One issue often overlooked is the existence and capacity of building systems, as they are hidden from view. These items can be of critical importance to a tenant that may require them to operate its permitted use the way it intends. Consider for example a tenant that intends to operate a printing business but finds out during its fixturing period that the electrical capacity of the premises is not great enough for its printing business (the space was previously used as basic office space). While it could involve only an inexpensive fix to increase the electrical capacity from 100 amps to 200 amps, if the electrical distribution system in the building is very old, it may be impossible to increase the available electrical capacity to the premises without reallocating it from other premises or rewiring the building and not just the premises. Tenants should be mindful of what their intended use will be and determine what building systems are necessary and in what capacity (with professional assistance if necessary). In many cases (particularly where the intended use of the premises will be different from the previous use), it may be advisable for a tenant to obtain a representation and warranty from the landlord in respect of the availability of the systems required and the capacity of those systems.

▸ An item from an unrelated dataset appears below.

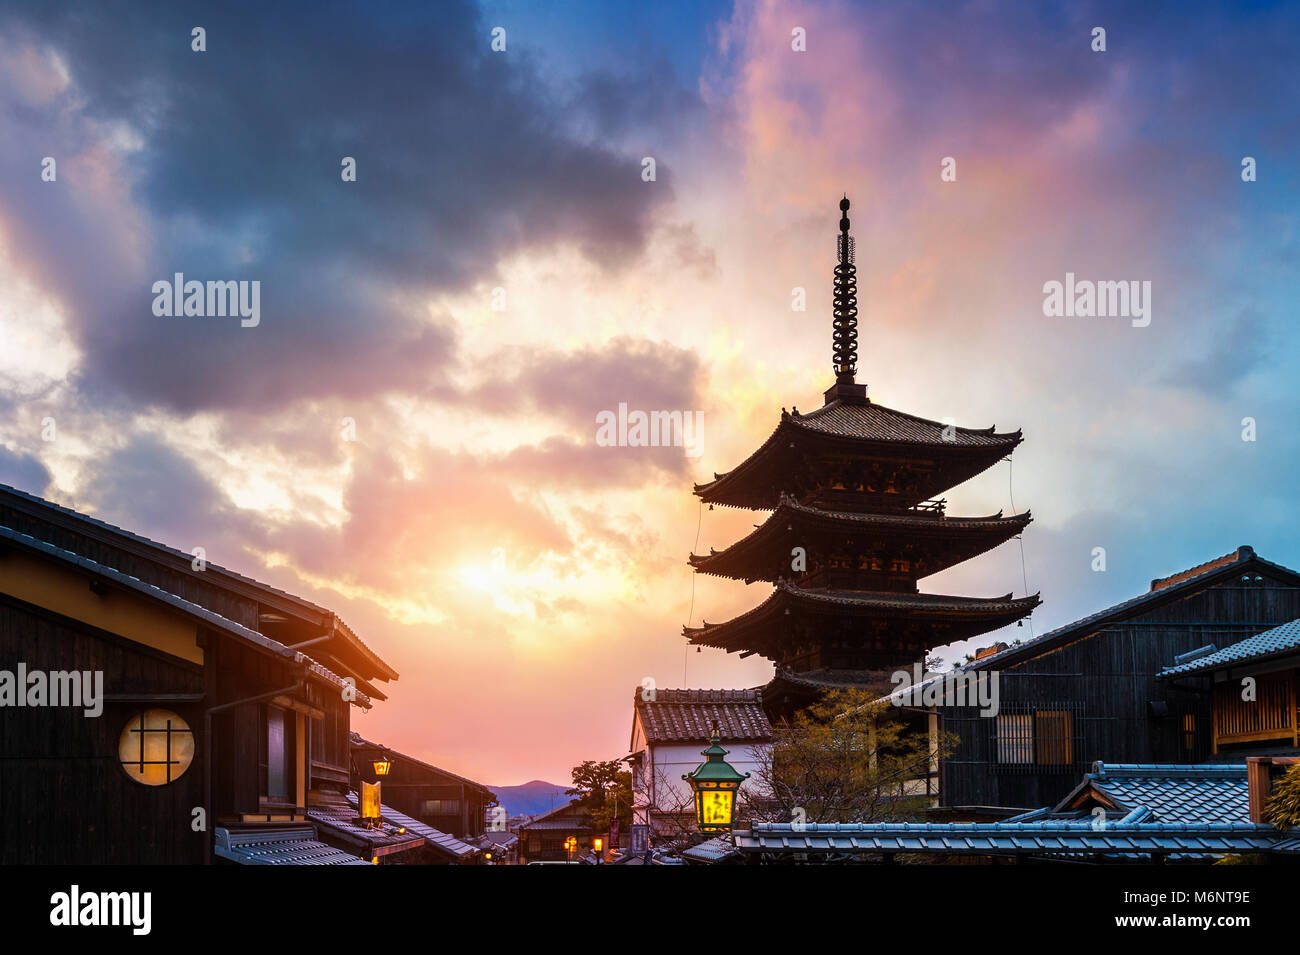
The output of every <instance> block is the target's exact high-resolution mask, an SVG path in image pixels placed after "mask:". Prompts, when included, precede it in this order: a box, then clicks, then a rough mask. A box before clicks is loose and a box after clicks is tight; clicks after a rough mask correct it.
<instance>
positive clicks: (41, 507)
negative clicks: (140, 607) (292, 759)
mask: <svg viewBox="0 0 1300 955" xmlns="http://www.w3.org/2000/svg"><path fill="white" fill-rule="evenodd" d="M0 496H8V498H10V499H12V500H13V502H16V503H22V504H27V505H36V507H38V508H40V509H42V511H45V512H48V513H52V515H59V516H62V517H66V518H70V520H72V521H75V522H77V524H81V525H83V526H85V528H88V529H98V530H101V531H107V533H108V534H109V535H112V537H114V538H121V539H123V541H129V542H134V543H136V544H140V546H143V547H146V548H148V550H151V551H153V552H156V554H157V555H159V556H166V557H172V560H173V567H174V569H177V570H179V572H181V573H190V568H191V567H192V561H194V555H192V554H186V552H185V551H181V550H178V548H175V547H172V546H169V544H164V543H160V542H157V541H153V539H151V538H147V537H144V535H142V534H135V533H133V531H130V530H126V529H125V528H118V526H117V525H116V524H109V522H108V521H101V520H99V518H98V517H91V516H90V515H83V513H82V512H81V511H74V509H73V508H70V507H64V505H62V504H56V503H55V502H52V500H45V499H44V498H38V496H36V495H35V494H29V492H27V491H23V490H19V489H17V487H12V486H9V485H0ZM26 509H27V511H30V509H31V508H30V507H29V508H26ZM203 573H204V574H207V576H209V577H217V578H220V577H225V578H227V579H229V581H231V582H237V583H240V585H243V586H246V587H251V589H253V590H257V591H260V592H261V594H263V595H264V599H265V598H278V599H281V600H285V602H286V603H290V604H296V605H298V607H302V608H304V609H307V611H311V612H313V613H317V615H322V616H325V617H329V618H330V620H333V621H334V622H335V624H337V625H338V629H339V631H341V634H342V635H343V638H344V639H346V641H347V642H350V643H352V644H354V646H355V647H356V650H357V651H359V652H360V654H361V655H363V656H364V657H365V659H367V660H369V661H370V664H372V665H373V667H374V668H376V669H377V672H378V674H380V677H381V678H383V680H396V678H398V673H396V670H394V669H393V668H391V667H390V665H389V664H387V663H385V661H383V660H382V659H380V656H378V654H376V652H374V651H373V650H370V647H369V646H367V644H365V642H364V641H361V638H360V637H357V635H356V633H355V631H354V630H352V628H350V626H348V625H347V624H346V622H344V621H343V620H342V618H339V617H338V616H337V615H334V612H333V611H330V609H326V608H325V607H321V605H320V604H316V603H312V602H311V600H307V599H305V598H302V596H298V595H296V594H290V592H289V591H287V590H281V589H279V587H273V586H270V585H269V583H263V582H261V581H256V579H253V578H252V577H246V576H244V574H240V573H237V572H234V570H230V569H227V568H224V567H221V565H220V564H213V563H211V561H208V563H207V564H204V569H203Z"/></svg>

  1. Landlord’s Work: Inclusiveness and Specificity

Although many tenants negotiate certain work they expect the landlord to perform in the premises (whether that is turn-key where no tenant’s work is required, or something less), it is critical for a tenant to ensure that any landlord’s work it desires to be performed is described inclusively, in detail and with specificity. If you do not include specific details or, worse yet, a particular item of work that you expect, you should anticipate not getting it (except at your sole cost). Further, although many tenants will remember to be exhaustive in listing the landlord’s work, often tenants do not incorporate standards required for that work. If you forget to add specific standards, you may receive a low standard. If you fail to ensure that certain alterations will be in particular locations, you may not get to choose where exactly they will go. The moral here is to ensure the landlord’s work includes everything you intended, is very detailed and includes standards where applicable. Ideally a tenant (where enough leverage exists) should be able to inspect the premises and the work performed and it should be to the tenant’s reasonable satisfaction, particularly where the tenant is essentially paying for the cost of the work amortized into the rent over the term. Many tenants avoid surprises by providing the landlord with the plans and specifications it expects to be used. This can go a long way in avoiding expensive surprises.

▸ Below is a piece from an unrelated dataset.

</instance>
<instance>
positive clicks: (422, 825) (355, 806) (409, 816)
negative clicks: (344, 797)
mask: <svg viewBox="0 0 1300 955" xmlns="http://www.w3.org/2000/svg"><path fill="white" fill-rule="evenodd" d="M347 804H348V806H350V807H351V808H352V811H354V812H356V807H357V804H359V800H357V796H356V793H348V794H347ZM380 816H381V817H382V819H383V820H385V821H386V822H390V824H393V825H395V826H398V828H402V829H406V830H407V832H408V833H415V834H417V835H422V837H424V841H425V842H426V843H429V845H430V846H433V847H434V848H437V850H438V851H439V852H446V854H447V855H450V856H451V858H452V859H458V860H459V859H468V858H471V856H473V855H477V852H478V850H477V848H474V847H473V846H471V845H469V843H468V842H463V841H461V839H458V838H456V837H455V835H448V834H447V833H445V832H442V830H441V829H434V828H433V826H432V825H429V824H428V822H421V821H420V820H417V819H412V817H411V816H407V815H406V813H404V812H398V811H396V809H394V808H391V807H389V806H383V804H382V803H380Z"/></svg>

  1. Special Requirements in Doing Tenant’s Work

There can be a number of factors that can affect tenant’s work and make it more expensive and/or time consuming. Are there restrictions on the days or times when work can be done and the noise level? For example, will the landlord only allow the tenant’s work or particular work to be done on weekends or outside "normal business hours" and if so, what are those normal business hours? Will you require use of some of the parking lot for equipment and vehicles while the work is being performed? You may want to ask if there is anything unusual about the building (e.g. although rare, there could be asbestos, which requires more care be taken and potentially require its removal if it must be disturbed). If you spend the few minutes considering how the work will get done and asking the landlord questions about the process and the building itself, you may be able to save yourself time and/or money by negotiating those issues, or at least have a better idea of what to expect during the process.

These are just a few of the additional issues to be considered and potentially negotiated when constructing or altering existing premises. As you can see, unwanted surprises and expense can be avoided by being diligent and specific in negotiating the terms and conditions of the offer to lease or lease surrounding construction of the premises.